I have an autoit program that extracts text from all text files in a folder and saves the extracted words in a text file word list.
I need to add an ignore characters option like a black list of words or single characters. Also I'm not sure if the program detects word fragments and spacing in Chinese text, it has to detect spacing in Chinese text so it doesn't extract entire phrases
heres the code
#include <File.au3>
#include <Array.au3>
#include <MsgBoxConstants.au3>
Local $oDictionary = ObjCreate("Scripting.Dictionary")
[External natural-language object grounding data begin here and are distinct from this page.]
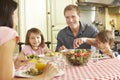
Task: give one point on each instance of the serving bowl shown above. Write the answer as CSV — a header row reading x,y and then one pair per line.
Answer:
x,y
77,57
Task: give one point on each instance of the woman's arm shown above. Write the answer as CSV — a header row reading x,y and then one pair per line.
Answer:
x,y
6,58
21,60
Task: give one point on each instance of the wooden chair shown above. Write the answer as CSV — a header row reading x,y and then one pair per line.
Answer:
x,y
23,43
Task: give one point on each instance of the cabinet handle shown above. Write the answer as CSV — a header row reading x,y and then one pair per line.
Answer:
x,y
53,25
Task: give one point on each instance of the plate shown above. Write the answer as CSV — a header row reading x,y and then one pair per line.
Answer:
x,y
60,73
20,73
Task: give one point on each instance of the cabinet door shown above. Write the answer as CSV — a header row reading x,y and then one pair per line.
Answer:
x,y
58,20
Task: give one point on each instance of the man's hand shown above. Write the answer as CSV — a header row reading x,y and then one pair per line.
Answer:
x,y
62,48
77,42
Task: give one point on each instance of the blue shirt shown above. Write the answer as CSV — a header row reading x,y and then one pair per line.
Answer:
x,y
65,36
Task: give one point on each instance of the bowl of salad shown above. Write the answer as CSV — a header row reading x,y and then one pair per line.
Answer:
x,y
77,57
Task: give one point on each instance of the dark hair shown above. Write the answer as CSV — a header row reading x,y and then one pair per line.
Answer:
x,y
72,7
7,8
37,31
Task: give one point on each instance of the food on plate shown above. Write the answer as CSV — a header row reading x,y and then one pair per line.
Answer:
x,y
40,66
33,56
53,54
78,56
33,72
38,69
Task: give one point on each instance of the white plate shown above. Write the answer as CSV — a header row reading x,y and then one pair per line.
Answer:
x,y
60,73
21,73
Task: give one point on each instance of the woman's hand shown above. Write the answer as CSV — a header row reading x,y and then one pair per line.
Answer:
x,y
77,42
62,48
50,71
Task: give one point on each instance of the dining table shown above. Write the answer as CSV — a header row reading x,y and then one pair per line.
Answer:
x,y
103,69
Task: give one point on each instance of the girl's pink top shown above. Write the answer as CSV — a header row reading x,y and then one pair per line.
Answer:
x,y
7,34
27,50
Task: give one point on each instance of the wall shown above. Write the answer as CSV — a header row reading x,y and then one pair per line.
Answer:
x,y
32,14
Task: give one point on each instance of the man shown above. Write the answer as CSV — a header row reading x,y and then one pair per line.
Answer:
x,y
75,29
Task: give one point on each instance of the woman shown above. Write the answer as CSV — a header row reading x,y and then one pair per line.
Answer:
x,y
8,41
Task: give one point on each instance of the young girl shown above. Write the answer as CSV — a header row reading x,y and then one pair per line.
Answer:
x,y
103,41
34,44
8,43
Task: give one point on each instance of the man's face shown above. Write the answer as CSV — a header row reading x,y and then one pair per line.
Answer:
x,y
72,18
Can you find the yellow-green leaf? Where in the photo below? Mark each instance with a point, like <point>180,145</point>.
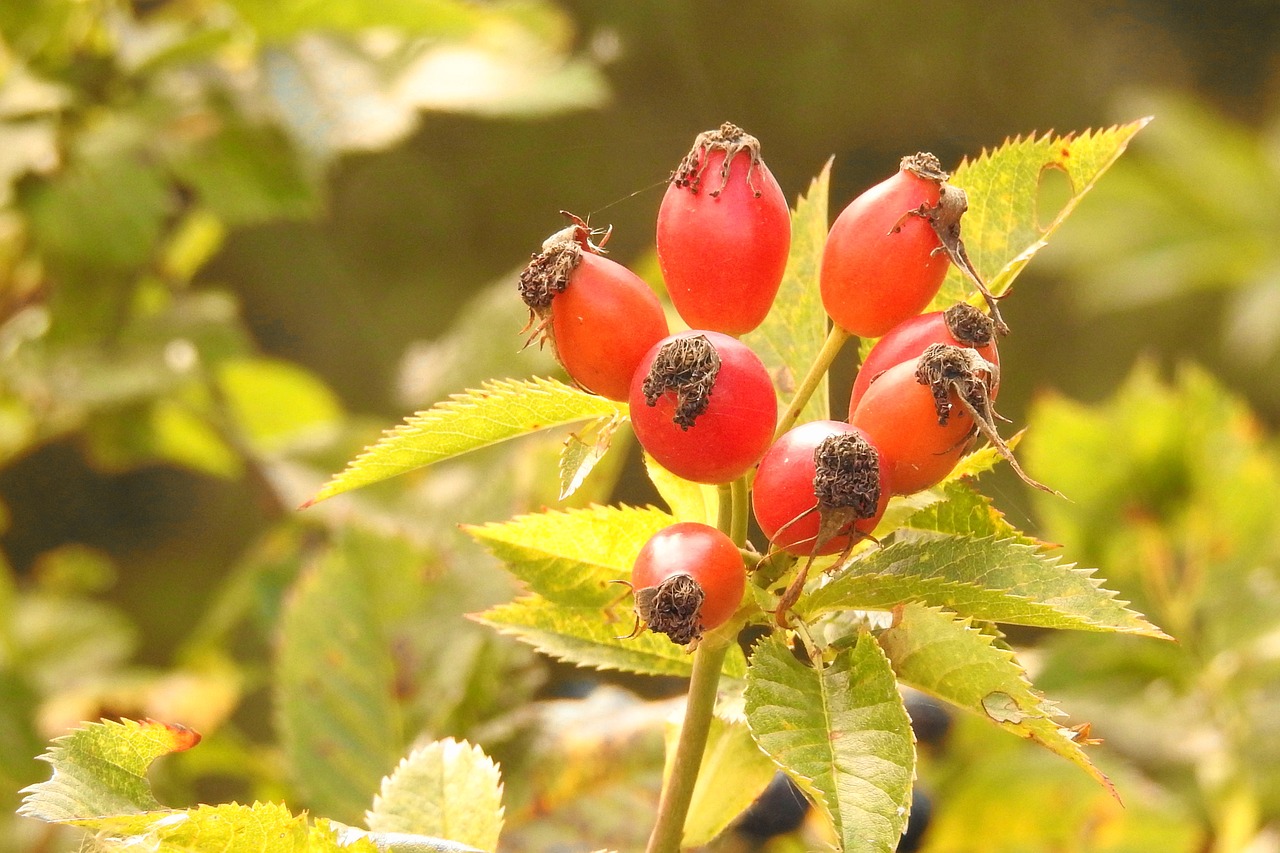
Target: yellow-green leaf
<point>446,789</point>
<point>946,656</point>
<point>842,733</point>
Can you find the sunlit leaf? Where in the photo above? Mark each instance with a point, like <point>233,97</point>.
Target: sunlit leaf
<point>334,682</point>
<point>792,333</point>
<point>583,450</point>
<point>446,789</point>
<point>688,501</point>
<point>1001,580</point>
<point>841,733</point>
<point>101,770</point>
<point>594,637</point>
<point>571,557</point>
<point>496,413</point>
<point>947,657</point>
<point>1005,224</point>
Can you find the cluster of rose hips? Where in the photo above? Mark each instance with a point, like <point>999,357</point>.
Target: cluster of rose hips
<point>703,405</point>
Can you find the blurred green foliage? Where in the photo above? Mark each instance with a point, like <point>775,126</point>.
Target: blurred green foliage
<point>225,228</point>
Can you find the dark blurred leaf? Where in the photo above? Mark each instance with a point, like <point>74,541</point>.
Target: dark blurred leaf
<point>334,685</point>
<point>248,174</point>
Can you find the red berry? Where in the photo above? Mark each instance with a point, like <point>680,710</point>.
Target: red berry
<point>883,261</point>
<point>703,406</point>
<point>819,488</point>
<point>913,414</point>
<point>961,325</point>
<point>689,578</point>
<point>599,316</point>
<point>723,233</point>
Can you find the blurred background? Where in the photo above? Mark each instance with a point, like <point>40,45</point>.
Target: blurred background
<point>241,237</point>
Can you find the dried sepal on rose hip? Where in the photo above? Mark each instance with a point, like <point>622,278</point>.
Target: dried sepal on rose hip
<point>819,488</point>
<point>599,316</point>
<point>688,579</point>
<point>703,406</point>
<point>961,324</point>
<point>723,233</point>
<point>926,414</point>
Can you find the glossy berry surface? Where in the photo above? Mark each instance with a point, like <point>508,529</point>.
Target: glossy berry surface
<point>723,235</point>
<point>668,560</point>
<point>960,325</point>
<point>881,263</point>
<point>899,414</point>
<point>603,324</point>
<point>703,406</point>
<point>785,500</point>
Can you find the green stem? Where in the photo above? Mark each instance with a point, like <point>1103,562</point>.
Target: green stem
<point>831,347</point>
<point>679,790</point>
<point>700,705</point>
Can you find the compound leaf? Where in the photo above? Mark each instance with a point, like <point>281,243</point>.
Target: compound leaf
<point>1008,223</point>
<point>496,413</point>
<point>841,731</point>
<point>947,657</point>
<point>100,769</point>
<point>1001,580</point>
<point>334,680</point>
<point>590,637</point>
<point>572,556</point>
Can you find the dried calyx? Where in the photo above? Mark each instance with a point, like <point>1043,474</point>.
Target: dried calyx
<point>672,607</point>
<point>548,272</point>
<point>728,138</point>
<point>686,366</point>
<point>969,325</point>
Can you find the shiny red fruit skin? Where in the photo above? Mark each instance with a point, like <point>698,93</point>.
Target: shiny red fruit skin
<point>722,256</point>
<point>603,323</point>
<point>872,277</point>
<point>897,415</point>
<point>905,342</point>
<point>782,492</point>
<point>705,555</point>
<point>730,436</point>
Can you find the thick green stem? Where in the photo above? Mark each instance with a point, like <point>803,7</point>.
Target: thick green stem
<point>700,705</point>
<point>831,347</point>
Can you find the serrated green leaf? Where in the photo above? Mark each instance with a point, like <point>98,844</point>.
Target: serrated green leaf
<point>334,682</point>
<point>842,733</point>
<point>732,774</point>
<point>1001,580</point>
<point>231,828</point>
<point>446,789</point>
<point>965,511</point>
<point>581,452</point>
<point>589,637</point>
<point>792,333</point>
<point>101,767</point>
<point>946,656</point>
<point>688,501</point>
<point>498,411</point>
<point>572,556</point>
<point>1004,227</point>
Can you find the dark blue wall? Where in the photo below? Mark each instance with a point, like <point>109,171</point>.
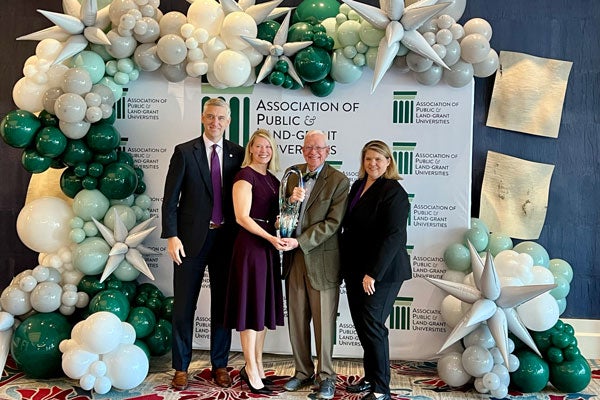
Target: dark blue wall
<point>559,29</point>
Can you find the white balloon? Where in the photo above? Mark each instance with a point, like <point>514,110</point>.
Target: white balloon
<point>70,107</point>
<point>451,371</point>
<point>127,366</point>
<point>46,297</point>
<point>235,25</point>
<point>43,224</point>
<point>76,362</point>
<point>171,49</point>
<point>477,361</point>
<point>207,14</point>
<point>232,68</point>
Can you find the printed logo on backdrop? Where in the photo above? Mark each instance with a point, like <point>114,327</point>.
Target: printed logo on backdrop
<point>401,313</point>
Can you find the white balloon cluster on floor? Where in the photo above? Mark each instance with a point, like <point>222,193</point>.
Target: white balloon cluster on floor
<point>101,354</point>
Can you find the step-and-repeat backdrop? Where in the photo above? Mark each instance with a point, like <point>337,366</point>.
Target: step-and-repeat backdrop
<point>428,128</point>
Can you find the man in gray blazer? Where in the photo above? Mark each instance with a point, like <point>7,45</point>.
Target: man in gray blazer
<point>199,229</point>
<point>312,268</point>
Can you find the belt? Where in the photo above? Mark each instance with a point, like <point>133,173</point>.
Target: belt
<point>212,225</point>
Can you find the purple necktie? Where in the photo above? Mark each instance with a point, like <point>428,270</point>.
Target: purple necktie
<point>215,174</point>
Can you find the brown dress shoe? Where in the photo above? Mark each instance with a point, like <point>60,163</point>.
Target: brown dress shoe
<point>180,381</point>
<point>221,377</point>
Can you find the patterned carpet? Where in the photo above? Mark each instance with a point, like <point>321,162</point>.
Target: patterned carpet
<point>410,380</point>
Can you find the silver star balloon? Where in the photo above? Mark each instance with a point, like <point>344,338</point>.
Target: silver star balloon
<point>400,24</point>
<point>491,303</point>
<point>126,245</point>
<point>278,50</point>
<point>80,25</point>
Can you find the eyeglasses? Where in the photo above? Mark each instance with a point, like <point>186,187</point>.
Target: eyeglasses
<point>211,117</point>
<point>308,149</point>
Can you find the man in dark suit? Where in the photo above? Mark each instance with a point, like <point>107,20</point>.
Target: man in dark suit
<point>312,269</point>
<point>199,229</point>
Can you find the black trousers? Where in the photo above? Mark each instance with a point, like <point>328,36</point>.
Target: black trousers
<point>187,282</point>
<point>369,313</point>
Local $mypath = @ScriptDir
Local $aFiles = _FileListToArray($mypath, "*.txt", 1, 1)
If @error Then
MsgBox($MB_SYSTEMMODAL, "Error", "No files found")
Exit
Else
MsgBox($MB_SYSTEMMODAL, "Found", $aFiles[0] & " files")
EndIf
Local $aWords
For $i = 1 To $aFiles[0]
$aWords = StringRegExp(FileRead($aFiles[$i]), "[^\s]+", 3) ; change pattern to fit your definition of "word"
Local $iError = @error
If $iError = 0 Then
For $Word In $aWords
$oDictionary.ADD($Word, $Word)
Next
Else
MsgBox($MB_SYSTEMMODAL, "Error", $aFiles[$i] & " - " & $i & @CRLF & "error: " & $iError)
EndIf
Next
$aWords = $oDictionary.Items
FileWrite("saved/words.txt", _ArrayToString($aWords, @CRLF))